The situation could be more even more negative in the Korean Peninsula where trapping, overhunting and the opening of new land to logging operations may be having a negative effect on the species (Won and Smith 1999), in the small areas of DPR Korea for which recent information is available, it is extirpated or very rare even within extensive suitable habitat, such as the Myohyang range (J. W. Duckworth pers. comm. 2015, based on observations during 1999–2004). In 1985, the population size throughout Mongolia was estimated as between 70,000 and 89,000, though in the same year density estimates of 4-5 individuals over 1,000 ha were made in Khovsgol, with a total population estimate for this region of 250,000 animals (Sukhbat and Shagdarjav 1990). Over the last 10 years, however, the species has largely disappeared from the Bogd Uul mountain region, with only possible sightings in 2004. In the most recent population estimate conducted was in the Nomrog Special Protected Area, where 298 were found (K. Olson pers. comm.). No data seem to be currently available on the status of this species in Kazakhstan.

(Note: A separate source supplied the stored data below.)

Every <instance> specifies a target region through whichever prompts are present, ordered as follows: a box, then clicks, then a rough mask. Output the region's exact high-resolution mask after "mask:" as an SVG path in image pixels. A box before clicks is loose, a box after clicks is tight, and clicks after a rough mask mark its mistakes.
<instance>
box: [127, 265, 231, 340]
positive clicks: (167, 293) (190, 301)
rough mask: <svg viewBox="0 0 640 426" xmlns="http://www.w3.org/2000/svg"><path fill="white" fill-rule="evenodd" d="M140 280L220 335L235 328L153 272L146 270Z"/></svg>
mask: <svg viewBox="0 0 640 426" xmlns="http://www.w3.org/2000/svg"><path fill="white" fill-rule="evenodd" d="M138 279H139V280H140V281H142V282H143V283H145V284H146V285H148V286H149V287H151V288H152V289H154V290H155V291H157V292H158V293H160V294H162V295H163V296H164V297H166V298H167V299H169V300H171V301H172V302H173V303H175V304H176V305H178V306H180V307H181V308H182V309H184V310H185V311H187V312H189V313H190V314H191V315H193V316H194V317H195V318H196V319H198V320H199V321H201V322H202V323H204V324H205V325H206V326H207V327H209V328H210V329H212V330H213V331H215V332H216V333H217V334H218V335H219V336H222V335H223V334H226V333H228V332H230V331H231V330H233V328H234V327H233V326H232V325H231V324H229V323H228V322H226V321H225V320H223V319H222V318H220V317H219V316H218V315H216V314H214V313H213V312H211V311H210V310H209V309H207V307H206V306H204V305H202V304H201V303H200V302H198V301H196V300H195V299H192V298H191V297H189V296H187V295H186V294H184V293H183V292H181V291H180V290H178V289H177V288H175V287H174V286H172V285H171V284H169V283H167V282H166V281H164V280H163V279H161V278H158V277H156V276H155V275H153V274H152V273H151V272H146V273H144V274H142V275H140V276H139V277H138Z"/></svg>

Population density in Russia depends on vegetation type. It is most abundant in light oak and coniferous forests, and is not found in fir forests. In the Sikhote-Alin State Reserve, population density varies from 0.2 to 1.3 individuals per km² (Myslenkov 1990).
The species inhabits different types of deciduous and mixed forests and forest-steppes, where it tends to exploit areas with an abundance of grass cover on which it grazes (Danilkin 1995). In general terms it is most common in the forest-steppe belt of central Russia (Danilkin et al. 2000, Korytin et al. 2002), where it reaches high population densities of up to 12 individuals per 100 ha in tallgrass meadows and floodplains (Danilkin 1995). It is shy, and most active at night, and often uses salt-licks. In mountains it is found up to 3,300 m asl.
It makes seasonal movements in some areas. It is solitary in summer (females stay with their young), but in winter forms mixed groups up to 20-30 individuals. During seasonal movements, group size increases up to 500 individuals. In the province of Amur (Russian Federation), the species migrates every year from winter to summer grounds, for up to 200 km, always following the same routes (Danilkin et al. 1995).
During heat males are territorial. It is weakly polygynous, and does not form harems. Mating occurs from mid-July to mid-September. Young are born in May-June, the females give birth to one or two calves (rarely up to four). Gestation is six to ten months, usually with a lag phase of about four months (i.e. delayed implantation: the embryo (blastocyst) does not immediately implant in the uterus, but is maintained in a state of dormancy, Danilkin 1996). Maturity is reached by 13 months, and adults live 10-12 years (Danilkin 1995).